Convert 1D Array into 2D Array: You are given a 0-indexed 1-dimensional (1D) integer array original, and two integers, m and n. You are tasked with creating a 2-dimensional (2D) array with m rows and n columns using all the elements from original.

The elements from indices 0 to n - 1 (inclusive) of original should form the first row of the constructed 2D array, the elements from indices n to 2 * n - 1 (inclusive) should form the second row of the constructed 2D array, and so on.

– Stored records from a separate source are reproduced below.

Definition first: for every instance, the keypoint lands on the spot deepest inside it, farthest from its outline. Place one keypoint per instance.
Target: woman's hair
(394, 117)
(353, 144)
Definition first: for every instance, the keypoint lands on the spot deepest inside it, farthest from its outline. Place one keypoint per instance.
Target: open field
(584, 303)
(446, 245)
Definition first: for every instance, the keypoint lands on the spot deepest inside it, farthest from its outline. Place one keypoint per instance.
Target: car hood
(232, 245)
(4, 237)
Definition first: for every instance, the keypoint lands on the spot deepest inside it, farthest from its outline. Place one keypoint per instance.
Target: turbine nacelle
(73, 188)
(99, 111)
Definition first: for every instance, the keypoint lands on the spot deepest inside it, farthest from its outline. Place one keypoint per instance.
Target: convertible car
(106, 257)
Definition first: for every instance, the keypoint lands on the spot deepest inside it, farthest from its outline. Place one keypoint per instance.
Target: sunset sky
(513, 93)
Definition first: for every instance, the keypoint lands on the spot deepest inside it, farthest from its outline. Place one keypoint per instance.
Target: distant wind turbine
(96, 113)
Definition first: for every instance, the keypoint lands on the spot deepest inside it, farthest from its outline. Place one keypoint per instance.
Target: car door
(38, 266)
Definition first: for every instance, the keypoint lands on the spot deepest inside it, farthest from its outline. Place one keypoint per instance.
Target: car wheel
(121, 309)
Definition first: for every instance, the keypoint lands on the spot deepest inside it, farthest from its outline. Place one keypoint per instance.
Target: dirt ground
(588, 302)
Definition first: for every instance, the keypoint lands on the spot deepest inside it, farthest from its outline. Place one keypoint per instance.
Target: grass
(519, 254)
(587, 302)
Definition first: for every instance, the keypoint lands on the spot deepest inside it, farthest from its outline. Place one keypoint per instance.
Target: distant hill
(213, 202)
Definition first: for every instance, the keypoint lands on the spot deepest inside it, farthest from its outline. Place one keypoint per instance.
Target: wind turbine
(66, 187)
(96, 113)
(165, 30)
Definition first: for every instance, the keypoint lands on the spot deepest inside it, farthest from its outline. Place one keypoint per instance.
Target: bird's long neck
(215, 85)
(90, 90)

Return an m x n 2D array constructed according to the above procedure, or an empty 2D array if it is impossible.

Example 1:

Input: original = [1,2,3,4], m = 2, n = 2
Output: [[1,2],[3,4]]
Explanation: The constructed 2D array should contain 2 rows and 2 columns.
The first group of n=2 elements in original, [1,2],
becomes the first row in the constructed 2D array.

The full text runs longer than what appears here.